Il est vrai que de prime abord, la liste des destinataires paraît très longue. De plus, la liste précise des données qui seront accessibles à chaque catégorie de destinataire n’est pas détaillée dans le décret, ce qui aurait constitué une garantie. Mais il s’agit seulement de personnes spécifiquement habilitées des organismes nationaux et locaux d'assurance maladie et des organismes de santé, telles que les Agences régionales de santé (ARS), et les professionnels de santé. La raison pour laquelle ils pourront soit enregister des données dans le système et les consulter, soit seulement les consulter, est indiquée dans le décret comme la CNIL l’avait demandé dans son avis. Les pharmaciens, par exemple, seront habilités à enregistrer et à accéder à la base mais uniquement aux fins de dispenser les masques pris en charge par l'assurance maladie. Le Conseil constitutionnel a veillé à ce que les catégories de personnes ayant accés à « contact çovid » soient restreintes à la sphère de la santé. Ainsi il a censuré la consultation de « contact covid » par les organismes sociaux qui était prévue initialement par la loi, car il a jugé que l’accompagnement social n’a pas de lien direct avec l’épidémie et ne justifie donc pas leur accès au fichier. 

Mais cette longue liste ne posera-t-elle pas de problème de sécurité ?

La question d’une faille de sécurité se pose toujours. Notamment face à une base de données sensibles. On redoute forcément les risques pour les personnes en cas d’atteinte à la sécurité, au vu de la nature et du volume des données traitées. Dans son avis, la CNIL a rappelé l’importance des mesures techniques et organisationnelles permettant d’assurer notamment la confidentialité des données, la traçabilité des actions effectuées sur le fichier et leur imputabilité (qui saisit quoi, qui a accés à quoi). La CNIL a également relevé que le dispositif prévu autorise l’identification par identifiant et mot de passe seulement, ce qui n’est pas conforme aux préconisations de la PGSSI-S, c’est-à-dire un mécanisme d’authentification forte.

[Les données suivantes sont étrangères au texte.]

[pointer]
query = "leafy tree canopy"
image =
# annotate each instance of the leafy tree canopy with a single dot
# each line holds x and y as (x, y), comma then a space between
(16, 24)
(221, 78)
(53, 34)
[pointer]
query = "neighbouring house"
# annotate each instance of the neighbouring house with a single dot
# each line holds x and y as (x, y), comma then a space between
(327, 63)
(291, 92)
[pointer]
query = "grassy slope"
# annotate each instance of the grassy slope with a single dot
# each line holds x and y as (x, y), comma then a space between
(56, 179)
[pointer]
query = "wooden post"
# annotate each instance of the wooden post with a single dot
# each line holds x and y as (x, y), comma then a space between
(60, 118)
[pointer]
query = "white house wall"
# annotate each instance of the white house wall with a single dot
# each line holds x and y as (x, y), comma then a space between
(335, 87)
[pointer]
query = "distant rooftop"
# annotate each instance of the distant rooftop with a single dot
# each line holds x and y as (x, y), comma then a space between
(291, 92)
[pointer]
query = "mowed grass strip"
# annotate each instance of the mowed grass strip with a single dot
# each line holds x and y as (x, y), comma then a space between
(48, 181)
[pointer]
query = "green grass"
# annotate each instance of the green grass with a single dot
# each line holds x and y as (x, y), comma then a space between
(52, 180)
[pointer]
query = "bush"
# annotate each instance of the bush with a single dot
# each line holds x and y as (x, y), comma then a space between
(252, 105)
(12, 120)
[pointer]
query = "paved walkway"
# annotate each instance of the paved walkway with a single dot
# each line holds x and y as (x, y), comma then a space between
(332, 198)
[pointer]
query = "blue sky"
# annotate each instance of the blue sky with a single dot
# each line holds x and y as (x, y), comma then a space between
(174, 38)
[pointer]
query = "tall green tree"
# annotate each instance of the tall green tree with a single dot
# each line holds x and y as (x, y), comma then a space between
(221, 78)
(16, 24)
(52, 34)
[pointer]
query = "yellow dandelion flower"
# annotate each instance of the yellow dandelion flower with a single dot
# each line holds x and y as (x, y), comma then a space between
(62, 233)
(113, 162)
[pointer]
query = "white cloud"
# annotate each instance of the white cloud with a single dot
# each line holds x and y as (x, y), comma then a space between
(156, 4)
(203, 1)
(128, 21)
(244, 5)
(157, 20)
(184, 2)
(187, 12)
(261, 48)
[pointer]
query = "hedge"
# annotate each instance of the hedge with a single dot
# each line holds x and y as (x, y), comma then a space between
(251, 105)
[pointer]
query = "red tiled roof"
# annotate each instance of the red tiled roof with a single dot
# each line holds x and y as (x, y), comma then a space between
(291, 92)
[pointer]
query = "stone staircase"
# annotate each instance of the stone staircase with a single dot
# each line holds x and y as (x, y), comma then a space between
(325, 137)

Mais elle a également reconnu dans son avis que cette mesure avait dû être différée compte tenu des délais de mise en oeuvre. Elle a cependant relevé que plusieurs mesures de sécurité étaient prises pour la mise en place et le fonctionnement de « contact covid ». L’article 5 du décret prévoit ainsi que le système permet de retracer les opérations de mise à jour, de suppression et de consultation des enregistrements, ce qui assure son contrôle.